# MY mahindra tractor 4500 keep cutting off



## dinnie (Jul 24, 2012)

MY mahindra 4500 tractor keep cutting off. it was my small fuel filter, I have changed it out and the two big filters, and it still keep cutting off. I get off the tractor and take off the what ever it called(cup that holds the small 3 to 4 inch filter) that is tighting with a round flat wash nut, with the tractor manually pump on top. Pump up the tractor several times, and the tractor run for 15 to 20 minites and cut off again. What could it be? that stoping fuel getting to the engine.



Where can I buy a do it yourself mamual for my Mahindra 4500 2-front wheel tractor? Do I need the service manual or the operator manual to do some preventive work myself.


----------



## tractormanbill (Oct 1, 2012)

Manuals are at www.billstractor.net.
It could be the lining flaking off inside the tank. 
Let the fuel run down low in the tank and look in it with a flashlight.
You can usually see the small screen on top of the fuel outlet and see if it has black crud on it.
Tractorman Bill


----------



## dinnie (Jul 24, 2012)

*how to correct this?*

IF it is the inside linning flaking off, how to correct this problem.



In the past i have used bleach, stain out my tank, pour in two gallons of bleach, let sit hours or one to days, drain out bleach, rerun bleach in and out of the tank, redrain bleach out, run disel in and out of tank, and fill tank with disel and it tranks with no problem, and ths problem is resolved for months until it happen again.


----------



## tractormanbill (Oct 1, 2012)

*4500 & fuel problem*

i'm sure you have taken the fuel line outlet fitting off and cleaned the filter that sticks up into the tank.

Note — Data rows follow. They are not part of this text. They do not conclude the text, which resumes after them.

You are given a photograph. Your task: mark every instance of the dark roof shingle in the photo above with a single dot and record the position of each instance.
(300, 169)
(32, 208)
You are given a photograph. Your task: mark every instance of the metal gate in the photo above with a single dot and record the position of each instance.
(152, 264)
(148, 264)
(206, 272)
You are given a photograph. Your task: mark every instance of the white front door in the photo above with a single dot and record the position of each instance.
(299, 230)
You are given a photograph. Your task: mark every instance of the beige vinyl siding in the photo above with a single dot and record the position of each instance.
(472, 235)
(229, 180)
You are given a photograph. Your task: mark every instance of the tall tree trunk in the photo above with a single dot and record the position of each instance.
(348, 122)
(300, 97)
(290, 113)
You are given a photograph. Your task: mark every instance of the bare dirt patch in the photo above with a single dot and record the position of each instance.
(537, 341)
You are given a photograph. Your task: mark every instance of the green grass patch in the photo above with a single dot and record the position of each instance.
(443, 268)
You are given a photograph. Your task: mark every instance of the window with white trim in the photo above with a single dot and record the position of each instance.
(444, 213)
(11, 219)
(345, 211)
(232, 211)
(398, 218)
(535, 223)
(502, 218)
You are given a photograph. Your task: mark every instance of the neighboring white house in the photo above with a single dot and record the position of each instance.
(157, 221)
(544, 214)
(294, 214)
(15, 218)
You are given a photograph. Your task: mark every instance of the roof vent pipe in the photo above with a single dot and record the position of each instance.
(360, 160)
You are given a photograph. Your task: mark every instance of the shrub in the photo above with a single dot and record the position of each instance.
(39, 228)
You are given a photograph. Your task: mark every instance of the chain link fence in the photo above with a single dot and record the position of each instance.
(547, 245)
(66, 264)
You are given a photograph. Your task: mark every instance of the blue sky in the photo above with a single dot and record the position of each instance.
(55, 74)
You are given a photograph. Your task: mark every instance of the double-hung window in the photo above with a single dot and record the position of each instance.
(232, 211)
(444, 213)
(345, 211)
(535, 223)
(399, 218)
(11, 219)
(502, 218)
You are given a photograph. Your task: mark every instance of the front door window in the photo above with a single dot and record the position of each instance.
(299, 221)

Pull the tank, take it to a good radiator place and they should be able to clean it and coat the inside.
Tractorman Bill


----------



## DPSBrady (Oct 21, 2012)

*Mahindra 4025 loosing power and shutting off*

My 2 yr old Mahindra 4025 lost power and shut off this July. Finally got it started by pulling it with another tractor and popping the clutch. Replaced fuel filter but it kept loosing power. Finally took it to a Mahindra dealer and they couldn't find any problem except debris in the tank and a clogged internal screen (in the tank). Had them clean the screen and take off and powerwash the tank. 3 months later (yesterday), it did the same thing. I am going to raise all kinds of crap with the dealer and call Mahindra myself Monday. A 2 yr old tractor with 124 hours should not be having problems like this. The dealer has already replaced the control panel because the temp gauge would not work and replaced the fan guard because it was broke (both those under warranty). ANY suggestions about the loss of power or what could be clogging up the filter/screen. I have another tractor, a 62 HP Zetor, and I use the same diesel out of the same container and have not had a problem.


----------



## dinnie (Jul 24, 2012)

*WEll My tractor has cutoff again.*

How do you take out the filter that you stated that sticks upmin the tank? Where is it located? Is it at the bottom of the tank, behind the gas vale. The bottom of the tank has a large bolt that looks like it screw up in the tank, this bolt houses the tank fuel cuttoff vale. Can this bolt be taken out, and is this is where the filter is located?

Taken of the fuel is a timesome job, are there any step by step instruction on how to remove the fuel tank? I have a 2004 mahindra 4500, two wheel drive.


----------



## DPSBrady (Oct 21, 2012)

*Fuel Filter Location*

Yes, undo the bold that is attached to the fuel cut off at the bottom of the tank. The filter just slides out.


----------